"El dueño, habiendo recogido las bolas, y reunido todos los bolindres[4] empezó a agitar la negra botella de cuero. La empuñaba en su mano derecha agarrándola por el gollete y sacudiéndola, mientras que la giraba de un lado a otro, dándole vueltas con su izquierda con gran estilo. De cuando en cuando daba con el fondo sobre el filo de la mesa. Finalmente, empezó a sacar los bolindres del gollete de la botella echándolos en la mano uno a uno y tirándolos sobre la superficie del fieltro hacia los jugadores, que los cogían, los miraban furtiva e inexpresivamente, y los ocultaban luego. Cuando ya todos tenían sus bolindres, alzó la botella y abruptamente desapareció de nuevo, tan de improviso y silenciosamente como había aparecido, sin haber dicho una sola palabra en todo el tiempo.
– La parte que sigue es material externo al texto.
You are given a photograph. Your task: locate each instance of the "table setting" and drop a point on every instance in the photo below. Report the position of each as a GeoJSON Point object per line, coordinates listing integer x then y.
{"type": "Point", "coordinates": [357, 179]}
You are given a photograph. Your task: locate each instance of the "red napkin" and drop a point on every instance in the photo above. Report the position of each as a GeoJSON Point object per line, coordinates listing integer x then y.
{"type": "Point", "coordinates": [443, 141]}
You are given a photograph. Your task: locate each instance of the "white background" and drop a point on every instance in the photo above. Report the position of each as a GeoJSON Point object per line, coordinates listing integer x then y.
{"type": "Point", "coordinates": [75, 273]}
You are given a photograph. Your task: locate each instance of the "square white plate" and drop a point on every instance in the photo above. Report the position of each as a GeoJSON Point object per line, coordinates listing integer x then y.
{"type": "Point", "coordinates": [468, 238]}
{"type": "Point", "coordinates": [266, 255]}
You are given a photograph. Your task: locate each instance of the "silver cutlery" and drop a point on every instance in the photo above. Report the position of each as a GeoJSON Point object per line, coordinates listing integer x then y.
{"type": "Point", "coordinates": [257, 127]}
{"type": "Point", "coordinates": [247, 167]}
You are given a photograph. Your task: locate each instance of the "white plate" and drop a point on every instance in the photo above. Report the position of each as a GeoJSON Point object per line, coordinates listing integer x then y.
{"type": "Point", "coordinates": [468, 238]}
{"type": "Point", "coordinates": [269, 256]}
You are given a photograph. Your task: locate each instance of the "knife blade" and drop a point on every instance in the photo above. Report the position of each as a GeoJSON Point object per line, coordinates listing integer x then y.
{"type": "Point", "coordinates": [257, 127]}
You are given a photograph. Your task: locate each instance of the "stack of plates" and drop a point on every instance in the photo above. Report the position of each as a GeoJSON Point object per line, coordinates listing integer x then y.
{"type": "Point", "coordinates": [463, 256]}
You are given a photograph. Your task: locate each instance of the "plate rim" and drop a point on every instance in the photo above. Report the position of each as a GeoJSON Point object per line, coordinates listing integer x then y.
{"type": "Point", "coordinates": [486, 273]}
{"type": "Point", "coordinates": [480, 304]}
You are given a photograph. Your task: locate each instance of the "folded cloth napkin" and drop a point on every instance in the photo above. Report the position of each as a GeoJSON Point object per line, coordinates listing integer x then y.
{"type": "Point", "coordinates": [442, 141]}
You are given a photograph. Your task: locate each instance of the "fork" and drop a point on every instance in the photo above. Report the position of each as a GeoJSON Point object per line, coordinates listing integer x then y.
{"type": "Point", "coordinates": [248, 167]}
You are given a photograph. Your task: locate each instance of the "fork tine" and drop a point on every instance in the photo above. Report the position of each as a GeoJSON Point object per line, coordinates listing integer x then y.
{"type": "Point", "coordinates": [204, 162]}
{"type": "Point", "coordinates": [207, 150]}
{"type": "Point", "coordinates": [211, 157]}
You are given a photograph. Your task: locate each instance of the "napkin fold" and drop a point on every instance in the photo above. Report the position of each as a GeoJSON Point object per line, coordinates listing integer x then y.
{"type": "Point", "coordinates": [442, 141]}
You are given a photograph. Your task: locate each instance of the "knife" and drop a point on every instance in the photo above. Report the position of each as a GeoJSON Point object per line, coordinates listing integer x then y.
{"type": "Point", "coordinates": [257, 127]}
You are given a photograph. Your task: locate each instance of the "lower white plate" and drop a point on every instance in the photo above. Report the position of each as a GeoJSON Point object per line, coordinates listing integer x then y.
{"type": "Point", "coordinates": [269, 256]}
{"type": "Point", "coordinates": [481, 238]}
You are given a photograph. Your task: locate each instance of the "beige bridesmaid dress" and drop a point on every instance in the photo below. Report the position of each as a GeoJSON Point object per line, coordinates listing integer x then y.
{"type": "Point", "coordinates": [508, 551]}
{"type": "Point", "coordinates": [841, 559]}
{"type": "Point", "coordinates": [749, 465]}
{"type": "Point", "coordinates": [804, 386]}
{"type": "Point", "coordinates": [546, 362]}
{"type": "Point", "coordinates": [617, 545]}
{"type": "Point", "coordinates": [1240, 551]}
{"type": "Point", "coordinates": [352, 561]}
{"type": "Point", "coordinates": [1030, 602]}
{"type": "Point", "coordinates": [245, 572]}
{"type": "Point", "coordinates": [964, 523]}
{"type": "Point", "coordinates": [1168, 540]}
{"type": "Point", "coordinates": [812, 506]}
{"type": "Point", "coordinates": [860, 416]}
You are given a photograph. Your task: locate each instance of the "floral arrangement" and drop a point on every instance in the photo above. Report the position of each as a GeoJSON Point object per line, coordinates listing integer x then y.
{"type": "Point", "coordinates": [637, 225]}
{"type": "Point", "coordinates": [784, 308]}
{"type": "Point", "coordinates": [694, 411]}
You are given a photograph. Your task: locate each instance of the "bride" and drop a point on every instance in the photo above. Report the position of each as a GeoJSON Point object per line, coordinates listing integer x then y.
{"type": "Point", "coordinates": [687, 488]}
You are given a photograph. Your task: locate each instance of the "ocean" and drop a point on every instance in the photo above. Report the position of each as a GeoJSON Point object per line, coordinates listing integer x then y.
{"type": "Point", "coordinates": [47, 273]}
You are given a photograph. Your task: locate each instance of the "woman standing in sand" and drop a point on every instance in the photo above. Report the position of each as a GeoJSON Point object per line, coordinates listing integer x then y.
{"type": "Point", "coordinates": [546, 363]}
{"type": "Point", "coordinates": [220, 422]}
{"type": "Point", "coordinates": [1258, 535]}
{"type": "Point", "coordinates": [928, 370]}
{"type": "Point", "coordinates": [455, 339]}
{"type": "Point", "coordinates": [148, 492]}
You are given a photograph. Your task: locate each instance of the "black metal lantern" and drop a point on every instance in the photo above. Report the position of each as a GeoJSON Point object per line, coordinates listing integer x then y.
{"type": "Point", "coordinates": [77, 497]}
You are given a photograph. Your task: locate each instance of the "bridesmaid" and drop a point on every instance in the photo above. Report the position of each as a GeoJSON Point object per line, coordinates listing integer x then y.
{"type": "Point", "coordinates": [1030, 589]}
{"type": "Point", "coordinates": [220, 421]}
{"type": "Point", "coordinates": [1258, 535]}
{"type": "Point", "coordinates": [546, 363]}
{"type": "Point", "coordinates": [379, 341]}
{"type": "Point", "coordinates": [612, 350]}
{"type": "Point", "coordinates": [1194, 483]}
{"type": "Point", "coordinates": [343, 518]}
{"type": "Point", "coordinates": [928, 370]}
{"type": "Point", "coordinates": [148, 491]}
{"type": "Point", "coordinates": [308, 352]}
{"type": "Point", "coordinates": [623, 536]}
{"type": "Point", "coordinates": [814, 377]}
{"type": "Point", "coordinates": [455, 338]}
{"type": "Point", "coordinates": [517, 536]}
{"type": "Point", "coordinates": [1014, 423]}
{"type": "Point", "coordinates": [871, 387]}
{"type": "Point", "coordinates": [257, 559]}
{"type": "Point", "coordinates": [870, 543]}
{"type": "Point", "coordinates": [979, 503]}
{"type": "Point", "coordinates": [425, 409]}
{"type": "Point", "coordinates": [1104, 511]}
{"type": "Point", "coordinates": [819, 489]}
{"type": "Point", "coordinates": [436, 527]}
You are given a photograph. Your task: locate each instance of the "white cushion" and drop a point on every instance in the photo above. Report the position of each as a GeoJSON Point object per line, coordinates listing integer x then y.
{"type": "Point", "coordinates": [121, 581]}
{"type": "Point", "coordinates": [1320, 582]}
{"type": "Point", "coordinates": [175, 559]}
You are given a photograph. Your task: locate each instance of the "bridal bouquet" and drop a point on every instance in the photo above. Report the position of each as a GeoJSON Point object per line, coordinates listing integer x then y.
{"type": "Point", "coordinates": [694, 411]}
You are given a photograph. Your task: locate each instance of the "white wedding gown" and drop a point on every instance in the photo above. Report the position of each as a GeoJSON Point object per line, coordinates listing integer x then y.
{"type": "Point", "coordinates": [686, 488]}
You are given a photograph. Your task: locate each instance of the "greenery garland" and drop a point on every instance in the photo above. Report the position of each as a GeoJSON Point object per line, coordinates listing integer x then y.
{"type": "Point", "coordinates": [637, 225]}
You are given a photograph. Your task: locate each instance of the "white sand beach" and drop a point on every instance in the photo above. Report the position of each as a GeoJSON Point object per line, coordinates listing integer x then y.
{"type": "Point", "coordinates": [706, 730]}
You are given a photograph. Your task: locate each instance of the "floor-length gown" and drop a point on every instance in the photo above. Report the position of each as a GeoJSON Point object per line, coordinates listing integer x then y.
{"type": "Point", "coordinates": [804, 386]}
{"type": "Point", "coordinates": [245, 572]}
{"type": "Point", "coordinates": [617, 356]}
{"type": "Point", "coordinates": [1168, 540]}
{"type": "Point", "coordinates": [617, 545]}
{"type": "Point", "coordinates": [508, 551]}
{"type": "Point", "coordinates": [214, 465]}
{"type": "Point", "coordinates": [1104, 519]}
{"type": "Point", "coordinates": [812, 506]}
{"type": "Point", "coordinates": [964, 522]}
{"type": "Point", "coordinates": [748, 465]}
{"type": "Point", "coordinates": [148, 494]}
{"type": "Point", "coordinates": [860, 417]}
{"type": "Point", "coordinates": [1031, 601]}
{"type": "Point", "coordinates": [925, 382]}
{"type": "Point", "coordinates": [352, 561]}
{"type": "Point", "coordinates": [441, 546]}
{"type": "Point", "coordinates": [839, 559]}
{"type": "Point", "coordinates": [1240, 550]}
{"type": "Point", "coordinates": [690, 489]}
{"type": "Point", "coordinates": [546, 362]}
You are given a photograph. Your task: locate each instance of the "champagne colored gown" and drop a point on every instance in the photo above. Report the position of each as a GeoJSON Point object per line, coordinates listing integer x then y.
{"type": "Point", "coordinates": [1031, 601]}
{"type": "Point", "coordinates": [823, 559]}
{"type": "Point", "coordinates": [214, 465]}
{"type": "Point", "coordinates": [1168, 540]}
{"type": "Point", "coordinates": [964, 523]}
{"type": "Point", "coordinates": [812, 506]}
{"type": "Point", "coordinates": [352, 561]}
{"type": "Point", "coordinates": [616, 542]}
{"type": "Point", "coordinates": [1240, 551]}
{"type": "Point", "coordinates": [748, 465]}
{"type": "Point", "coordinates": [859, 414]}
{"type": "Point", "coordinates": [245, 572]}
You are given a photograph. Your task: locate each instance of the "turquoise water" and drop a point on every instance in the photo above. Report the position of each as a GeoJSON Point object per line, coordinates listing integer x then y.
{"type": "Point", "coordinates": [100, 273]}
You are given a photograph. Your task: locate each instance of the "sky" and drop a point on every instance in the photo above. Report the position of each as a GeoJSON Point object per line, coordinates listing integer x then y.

Bama rompió el fuego, encorvándose todo lo que pudo al otro extremo de la mesa, echado todo su peso en la cadera derecha y en la mano izquierda, su codo izquierdo alzado en alto sobre el pequeño puente de su voluminosa mano izquierda por el que el taco se deslizaba con suavidad. Era increíble que no se hubiese ensuciado sus blancos puños en toda la noche. Su apertura fue un disparo muy limpio que envió las coloreadas bolas desde el triángulo en todas las direcciones, hundiendo dos de ellas en los agujeros. Una de las bolas pertenecía al primer dependiente, y Bama le sonrió. Siguió tirando y hundió otras tres bolas antes de fallar.
Dave, cuyo turno llegó a continuación, no hundió tres bolas en todo el juego. Ni llegó a hundir un total de tres bolas en ninguna de las otras cuatro partidas que jugaron antes de que sonara la hora de marcharse. Aquellas partidas no duraban mucho tiempo, y menos aún de la forma que jugaba aquella gente, y el nerviosismo, más una extrema preocupación por su torpeza y un gran embarazo por sus errores y un ansia salvaje de ganar en todos los juegos se combinaron para hacerle jugar bastante peor de lo que podría haberlo hecho con la poca práctica que tenía.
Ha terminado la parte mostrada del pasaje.